Don’t know if this will work in your situation, but here’s what I did with my dog, who had severe separation anxiety and who fought the crate. A bit different than being terrified of loud noises, of course, but you might be able to apply the same techniques during periods of noise:
My dog always freaked out when I left or arrived home, and he loathed being crated–he seemed to think it was punishment. But if I didn’t crate him, he’d destroy the house. He also seemed claustrophobic. I adopted him when he was six, so I have no idea how the anxiety problem originated. I suspect he’d never been left alone in a house before–no way did someone live with his destruction for six years. None of the standard advice was helping, so I tried a different approach.
When I’d get home from work, rather than letting him explode out of the crate (he’d run around the house destroying things in the process), I’d put him on lead and take him into the kitchen where he couldn’t hurt anything. I’d sit on a chair in the middle of the room and let him freak out all he wanted–but he couldn’t go far because of the lead. While he was doing this, I did yoga breathing through my nose–slow, deep breaths that were noisy enough to hear. My idea was that he didn’t know how to calm himself, and I was going to teach him how to relax. He loved ear massages, so in addition to the above, any time he got close and calmed down even a little, I’d reach out and massage an ear–even if it only lasted for a second or two before he zinged away again.
I did this every single time I came home for weeks. It was exhausting, but it worked. I finally got him to the point where he didn’t explode out of the crate and destroy things. I’d make him sit before opening the door, and when I opened it, he’d run out and straight for the back door. Then I’d let him in the yard to run off the ya yas. When he’d come in, he’d still be excited to see me, but he wouldn’t destroy things and it wasn’t over the top, full-on freak out like it had been.
Anyway, you could try something like this, only during periods of noise. If you can arrange for noisy periods that would be best, though, because I think if you try this sporadically, it won’t work.
To address the crate issue, how big is the crate? I had a big dog, so the crate was big enough for both of us. I actually got in the crate with him a few times and just hung out for an hour or two. I’d start out by doing ear massages and petting him, then we’d settle in to a nap. This really helped–he stopped fighting the crate once he realized I wasn’t making him stay someplace I wouldn’t go myself.

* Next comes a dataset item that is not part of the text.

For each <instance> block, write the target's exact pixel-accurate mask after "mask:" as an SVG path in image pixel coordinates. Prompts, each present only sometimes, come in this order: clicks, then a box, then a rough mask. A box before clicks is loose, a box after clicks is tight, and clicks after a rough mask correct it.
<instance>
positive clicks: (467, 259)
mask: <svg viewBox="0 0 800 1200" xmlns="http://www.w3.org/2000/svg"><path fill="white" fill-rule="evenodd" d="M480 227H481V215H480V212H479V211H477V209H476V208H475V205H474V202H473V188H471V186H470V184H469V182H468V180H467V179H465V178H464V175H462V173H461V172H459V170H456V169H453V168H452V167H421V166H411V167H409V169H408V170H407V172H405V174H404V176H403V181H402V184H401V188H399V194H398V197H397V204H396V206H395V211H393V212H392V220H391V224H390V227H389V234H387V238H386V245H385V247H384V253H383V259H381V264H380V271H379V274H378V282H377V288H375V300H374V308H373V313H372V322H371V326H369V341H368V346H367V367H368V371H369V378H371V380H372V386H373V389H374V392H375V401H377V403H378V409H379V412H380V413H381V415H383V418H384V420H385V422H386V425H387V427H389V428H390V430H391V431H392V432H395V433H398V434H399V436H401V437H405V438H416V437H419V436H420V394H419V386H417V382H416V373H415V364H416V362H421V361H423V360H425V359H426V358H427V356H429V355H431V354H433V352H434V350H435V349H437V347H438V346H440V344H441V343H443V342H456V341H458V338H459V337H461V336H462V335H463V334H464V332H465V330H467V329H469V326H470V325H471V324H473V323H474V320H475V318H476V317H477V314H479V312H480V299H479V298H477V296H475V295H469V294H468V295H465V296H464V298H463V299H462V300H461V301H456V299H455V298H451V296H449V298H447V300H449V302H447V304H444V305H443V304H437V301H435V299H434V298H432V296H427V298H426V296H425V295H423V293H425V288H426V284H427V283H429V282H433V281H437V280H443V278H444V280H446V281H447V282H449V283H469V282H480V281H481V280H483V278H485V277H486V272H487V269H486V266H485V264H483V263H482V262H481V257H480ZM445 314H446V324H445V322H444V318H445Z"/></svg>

I was a little cautious about getting into the crate at first, because I was worried about getting hurt if he started freaking out. I didn’t do the crate part of things until I was seeing a lot of improvement with the yoga breathing and ear massages calming him. The first time I got in the crate with him, I left the door open, and I started with me closest to the door so I could get out if needed. He never fought it with me in it, though, so I did a couple of sessions with the door closed. Of course, the first time I closed and latched the door, I panicked for a moment hoping I could open it again from the inside, so it would be best to have someone else around to confirm if you try this.
Anyway, all of this worked. He could never be trusted loose in the house if I was gone, but the crate became a safe place he trusted to stay in when I left. The really cute thing is that he learned to yoga breathe. During our sessions on lead, he’d start breathing loudly through his nose as he calmed down. And for quite sometime thereafter, I’d hear him do the yoga breathing on his own every once in a while while he was relaxing. If I heard him do it, I’d do it too in order to reinforce the idea of calm.
Good luck. I know how frustrating it is to deal with anxiety. I loved my dog, but I don’t ever want another one with that severe a problem. I had him well-managed, but it took a lot of effort to maintain that.